“How do you feel about your Libyan roots and how has it affected you as a person and how did it influence your upbringing in a western country? Also what were the advantages/disadvantages of having different roots from the rest?"
I still say I wish I was Libyan if you know what I mean. I am proud to be Libyan; a Libyan American. My Libyan side of me has not emerged until recently. Let’s say I haven’t been Libyan until about a couple years ago. My Libyan Arabic has improved, I understand the culture better, I understand the people better and I truly have appreciated my culture so very much. During my teenage years, I was not interested in my culture and lived like I was an American. I did not appreciate the Arabic language or their cultural practices. I wanted to live one way and my parents wanted to me to live another. I never understood why my parents and other Arab immigrants did the things they did. I never agreed with anything they said or did regarding Arab etiquette and customs. Many things were difficult to comprehend. I was used to the American way from my friends, television, books, etc. My parents and others like them were of course always finding fault in what I do. It was all very frustrating. The more they tried to change me the more I resisted. My mentality was already established as an American and I wasn’t about to change. My mind was made up. I wanted to marry from here, live here forever, and live the American dream/life. I hated the Arab mentality; women and men alike. I hated Arab men. I hated the way they regarded women. I felt that they had no respect and no compassion for other humans especially women. I wanted nothing to do with them or their culture. This was what I thought for the majority of my teen years until I went to Libya for the first time. My way of thinking quickly changed. I started to embrace my Libyan heritage and customs. I enjoyed the traditions and felt a deep connection with the country and people. From then on I wanted to learn everything about Libya. My Libyan Arabic got better. I started reading poems in Arabic and watching television in Arabic. I conversed with more Arab people even though I still felt oddly uncomfortable. Trust me people have told me I don’t fit in with Arab speaking gatherings but at least I can say I tried. If I was to marry I now want to marry a man who was born and raised in Libya inshallah and I might even like to live there for some time. Slowly I am beginning to understand the way they think and why they do what they do. Many people are shocked when I tell them this, saying they didn’t think it was possible for me to change as much. I’m proud to say that I have changed for the better.

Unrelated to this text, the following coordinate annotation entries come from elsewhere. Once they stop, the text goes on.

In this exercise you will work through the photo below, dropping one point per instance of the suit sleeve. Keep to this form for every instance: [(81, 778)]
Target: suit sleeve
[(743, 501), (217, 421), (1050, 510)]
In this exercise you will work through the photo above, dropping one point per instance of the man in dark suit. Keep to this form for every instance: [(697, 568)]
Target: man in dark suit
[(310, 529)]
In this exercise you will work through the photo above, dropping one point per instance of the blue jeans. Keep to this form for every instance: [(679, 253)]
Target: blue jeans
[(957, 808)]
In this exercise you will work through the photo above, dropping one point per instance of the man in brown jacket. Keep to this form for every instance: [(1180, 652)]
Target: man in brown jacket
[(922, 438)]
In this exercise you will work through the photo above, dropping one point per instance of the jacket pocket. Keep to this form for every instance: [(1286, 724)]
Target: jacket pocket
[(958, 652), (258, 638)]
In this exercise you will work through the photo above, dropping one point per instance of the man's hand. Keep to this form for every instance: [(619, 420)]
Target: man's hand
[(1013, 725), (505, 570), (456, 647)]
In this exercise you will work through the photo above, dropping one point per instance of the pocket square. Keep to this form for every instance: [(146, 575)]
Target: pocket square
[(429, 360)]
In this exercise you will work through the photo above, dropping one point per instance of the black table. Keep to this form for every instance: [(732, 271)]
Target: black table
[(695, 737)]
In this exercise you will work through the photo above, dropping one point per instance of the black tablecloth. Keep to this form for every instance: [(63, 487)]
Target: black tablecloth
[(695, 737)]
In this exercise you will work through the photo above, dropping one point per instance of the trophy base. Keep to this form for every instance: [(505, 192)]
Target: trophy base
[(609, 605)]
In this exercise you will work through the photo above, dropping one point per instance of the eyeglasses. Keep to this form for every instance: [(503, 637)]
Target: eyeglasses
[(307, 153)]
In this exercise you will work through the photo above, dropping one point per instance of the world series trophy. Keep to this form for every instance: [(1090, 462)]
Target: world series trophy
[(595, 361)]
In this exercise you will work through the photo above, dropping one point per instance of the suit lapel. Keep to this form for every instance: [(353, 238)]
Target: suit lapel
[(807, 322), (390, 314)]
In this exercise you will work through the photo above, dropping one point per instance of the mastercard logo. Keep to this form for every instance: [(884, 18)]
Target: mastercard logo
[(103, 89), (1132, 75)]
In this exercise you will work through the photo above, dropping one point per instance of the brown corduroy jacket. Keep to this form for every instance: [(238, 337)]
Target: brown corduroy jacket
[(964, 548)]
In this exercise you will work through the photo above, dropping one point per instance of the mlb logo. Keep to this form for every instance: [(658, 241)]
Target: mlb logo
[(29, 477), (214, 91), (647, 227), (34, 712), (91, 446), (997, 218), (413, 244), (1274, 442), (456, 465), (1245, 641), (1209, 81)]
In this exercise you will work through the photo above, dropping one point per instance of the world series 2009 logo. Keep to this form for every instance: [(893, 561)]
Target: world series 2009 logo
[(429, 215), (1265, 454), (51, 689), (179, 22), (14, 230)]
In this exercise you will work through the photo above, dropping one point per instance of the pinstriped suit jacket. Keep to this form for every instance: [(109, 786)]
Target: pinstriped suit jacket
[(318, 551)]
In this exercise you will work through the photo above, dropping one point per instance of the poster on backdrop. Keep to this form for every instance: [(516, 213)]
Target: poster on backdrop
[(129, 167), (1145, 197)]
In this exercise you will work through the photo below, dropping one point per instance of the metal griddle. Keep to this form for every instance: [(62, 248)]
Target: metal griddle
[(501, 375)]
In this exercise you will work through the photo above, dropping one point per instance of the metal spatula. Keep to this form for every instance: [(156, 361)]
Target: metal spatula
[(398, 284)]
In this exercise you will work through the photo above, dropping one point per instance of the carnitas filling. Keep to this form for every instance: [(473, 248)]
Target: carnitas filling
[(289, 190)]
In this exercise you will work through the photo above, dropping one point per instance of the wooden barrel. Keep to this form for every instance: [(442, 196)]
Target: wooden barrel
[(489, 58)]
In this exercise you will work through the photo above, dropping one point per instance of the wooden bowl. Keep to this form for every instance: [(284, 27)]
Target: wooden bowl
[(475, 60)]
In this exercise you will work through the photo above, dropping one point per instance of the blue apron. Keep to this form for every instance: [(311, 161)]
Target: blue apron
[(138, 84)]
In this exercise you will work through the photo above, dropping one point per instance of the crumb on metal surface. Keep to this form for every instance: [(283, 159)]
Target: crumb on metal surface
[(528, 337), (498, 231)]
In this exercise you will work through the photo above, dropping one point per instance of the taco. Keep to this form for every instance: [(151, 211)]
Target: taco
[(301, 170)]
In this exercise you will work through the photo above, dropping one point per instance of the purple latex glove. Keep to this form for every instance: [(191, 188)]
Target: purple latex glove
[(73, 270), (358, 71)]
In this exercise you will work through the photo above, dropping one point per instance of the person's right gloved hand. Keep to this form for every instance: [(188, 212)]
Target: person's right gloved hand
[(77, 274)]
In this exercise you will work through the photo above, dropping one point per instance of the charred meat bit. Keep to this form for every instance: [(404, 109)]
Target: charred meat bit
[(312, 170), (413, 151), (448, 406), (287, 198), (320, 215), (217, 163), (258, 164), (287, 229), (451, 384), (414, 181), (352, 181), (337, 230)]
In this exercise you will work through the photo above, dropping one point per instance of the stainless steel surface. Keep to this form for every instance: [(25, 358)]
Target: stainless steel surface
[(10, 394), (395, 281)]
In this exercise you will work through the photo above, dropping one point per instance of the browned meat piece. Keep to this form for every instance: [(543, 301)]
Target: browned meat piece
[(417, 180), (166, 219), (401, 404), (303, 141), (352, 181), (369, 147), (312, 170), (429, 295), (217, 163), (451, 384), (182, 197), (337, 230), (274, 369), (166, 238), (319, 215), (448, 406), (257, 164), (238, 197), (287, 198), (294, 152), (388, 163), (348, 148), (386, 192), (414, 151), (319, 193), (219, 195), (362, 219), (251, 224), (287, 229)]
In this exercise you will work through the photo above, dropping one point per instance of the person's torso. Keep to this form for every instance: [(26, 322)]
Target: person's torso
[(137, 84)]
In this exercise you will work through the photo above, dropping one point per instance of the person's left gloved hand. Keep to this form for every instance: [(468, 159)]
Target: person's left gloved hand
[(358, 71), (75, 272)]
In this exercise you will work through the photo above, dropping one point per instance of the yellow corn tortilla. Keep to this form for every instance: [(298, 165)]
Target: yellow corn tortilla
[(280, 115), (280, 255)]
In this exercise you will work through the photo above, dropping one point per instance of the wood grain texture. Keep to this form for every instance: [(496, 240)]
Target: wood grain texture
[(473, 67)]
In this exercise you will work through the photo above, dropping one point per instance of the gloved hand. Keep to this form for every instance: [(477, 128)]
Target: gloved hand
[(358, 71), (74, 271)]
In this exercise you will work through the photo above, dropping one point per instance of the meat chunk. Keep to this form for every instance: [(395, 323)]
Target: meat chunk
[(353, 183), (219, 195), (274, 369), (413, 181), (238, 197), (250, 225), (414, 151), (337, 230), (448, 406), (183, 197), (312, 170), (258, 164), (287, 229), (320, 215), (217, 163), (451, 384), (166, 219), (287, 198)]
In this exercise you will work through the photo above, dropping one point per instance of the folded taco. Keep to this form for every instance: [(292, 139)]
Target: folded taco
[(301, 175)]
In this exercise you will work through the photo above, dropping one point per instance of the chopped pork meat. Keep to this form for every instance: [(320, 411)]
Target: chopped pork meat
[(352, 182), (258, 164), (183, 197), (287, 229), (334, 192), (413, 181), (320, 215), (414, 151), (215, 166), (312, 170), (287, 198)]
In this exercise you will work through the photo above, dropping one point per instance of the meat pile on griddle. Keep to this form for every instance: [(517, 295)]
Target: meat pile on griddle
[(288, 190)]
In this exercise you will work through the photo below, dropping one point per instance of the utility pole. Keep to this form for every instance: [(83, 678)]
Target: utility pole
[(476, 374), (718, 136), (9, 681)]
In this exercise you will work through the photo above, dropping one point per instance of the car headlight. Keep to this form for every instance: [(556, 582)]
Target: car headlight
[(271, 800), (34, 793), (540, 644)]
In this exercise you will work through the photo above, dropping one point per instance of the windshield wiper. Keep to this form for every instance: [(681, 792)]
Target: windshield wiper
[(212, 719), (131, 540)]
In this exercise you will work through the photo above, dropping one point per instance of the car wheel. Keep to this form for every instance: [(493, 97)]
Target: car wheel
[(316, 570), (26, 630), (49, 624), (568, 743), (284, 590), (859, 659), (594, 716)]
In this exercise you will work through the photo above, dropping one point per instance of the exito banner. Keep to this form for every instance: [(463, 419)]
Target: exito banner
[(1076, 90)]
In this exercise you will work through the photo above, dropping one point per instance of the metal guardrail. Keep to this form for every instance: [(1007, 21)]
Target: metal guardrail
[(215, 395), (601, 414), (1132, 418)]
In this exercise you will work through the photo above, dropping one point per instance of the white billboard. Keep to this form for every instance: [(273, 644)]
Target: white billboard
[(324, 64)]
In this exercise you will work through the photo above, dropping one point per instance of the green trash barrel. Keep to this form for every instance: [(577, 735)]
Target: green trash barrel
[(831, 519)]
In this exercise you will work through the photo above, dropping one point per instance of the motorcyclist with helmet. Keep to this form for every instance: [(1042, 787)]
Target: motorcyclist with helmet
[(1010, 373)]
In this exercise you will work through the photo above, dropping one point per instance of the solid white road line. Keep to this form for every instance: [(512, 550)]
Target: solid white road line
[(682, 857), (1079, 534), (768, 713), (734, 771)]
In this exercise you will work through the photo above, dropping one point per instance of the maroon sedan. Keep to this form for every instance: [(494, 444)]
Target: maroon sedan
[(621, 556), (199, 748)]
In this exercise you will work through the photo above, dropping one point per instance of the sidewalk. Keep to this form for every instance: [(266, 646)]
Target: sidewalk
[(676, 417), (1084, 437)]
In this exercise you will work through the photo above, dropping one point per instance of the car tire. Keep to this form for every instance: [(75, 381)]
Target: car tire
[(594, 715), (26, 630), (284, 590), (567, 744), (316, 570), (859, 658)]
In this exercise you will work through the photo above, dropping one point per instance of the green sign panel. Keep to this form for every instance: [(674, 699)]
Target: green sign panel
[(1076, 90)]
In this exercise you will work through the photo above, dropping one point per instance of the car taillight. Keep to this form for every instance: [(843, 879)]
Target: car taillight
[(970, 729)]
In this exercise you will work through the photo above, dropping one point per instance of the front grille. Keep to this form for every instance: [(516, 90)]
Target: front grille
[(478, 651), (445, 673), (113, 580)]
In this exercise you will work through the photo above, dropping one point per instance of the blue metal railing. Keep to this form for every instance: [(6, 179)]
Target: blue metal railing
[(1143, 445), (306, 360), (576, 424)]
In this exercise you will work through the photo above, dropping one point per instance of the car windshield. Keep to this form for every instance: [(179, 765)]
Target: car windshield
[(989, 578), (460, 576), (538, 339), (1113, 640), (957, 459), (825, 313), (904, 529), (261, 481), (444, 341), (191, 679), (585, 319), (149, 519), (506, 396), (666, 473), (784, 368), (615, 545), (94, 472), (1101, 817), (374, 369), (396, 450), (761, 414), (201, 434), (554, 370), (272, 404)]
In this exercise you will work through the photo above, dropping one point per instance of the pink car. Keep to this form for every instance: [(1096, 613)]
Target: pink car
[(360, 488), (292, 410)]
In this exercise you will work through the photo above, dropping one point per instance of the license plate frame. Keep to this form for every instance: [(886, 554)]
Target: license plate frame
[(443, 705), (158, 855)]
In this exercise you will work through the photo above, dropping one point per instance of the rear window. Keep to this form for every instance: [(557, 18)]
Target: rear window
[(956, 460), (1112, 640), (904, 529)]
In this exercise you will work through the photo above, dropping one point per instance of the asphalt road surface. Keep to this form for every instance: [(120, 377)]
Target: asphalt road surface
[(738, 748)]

There are many advantages and disadvantages from having different roots then the rest of the western world. Sometimes I feel stuck in between and it’s hard to choose the path you want to follow at times. There are many things that clash and that I have to fight for. There are times I feel out of place in both American and Arab settings but I believe it’s always better to have an open mind and to learn the ways of other cultures besides your own. I can get along with both sides very well and I love how my mentality is mixed. I appreciate the things my Libyan culture has taught me and I appreciate the things America has taught me. All this makes me the person I am now and makes me that much more worldly. I feel there is no more room for ignorance and I feel truly blessed I got to experience two very different worlds. My experiences will be with me for life.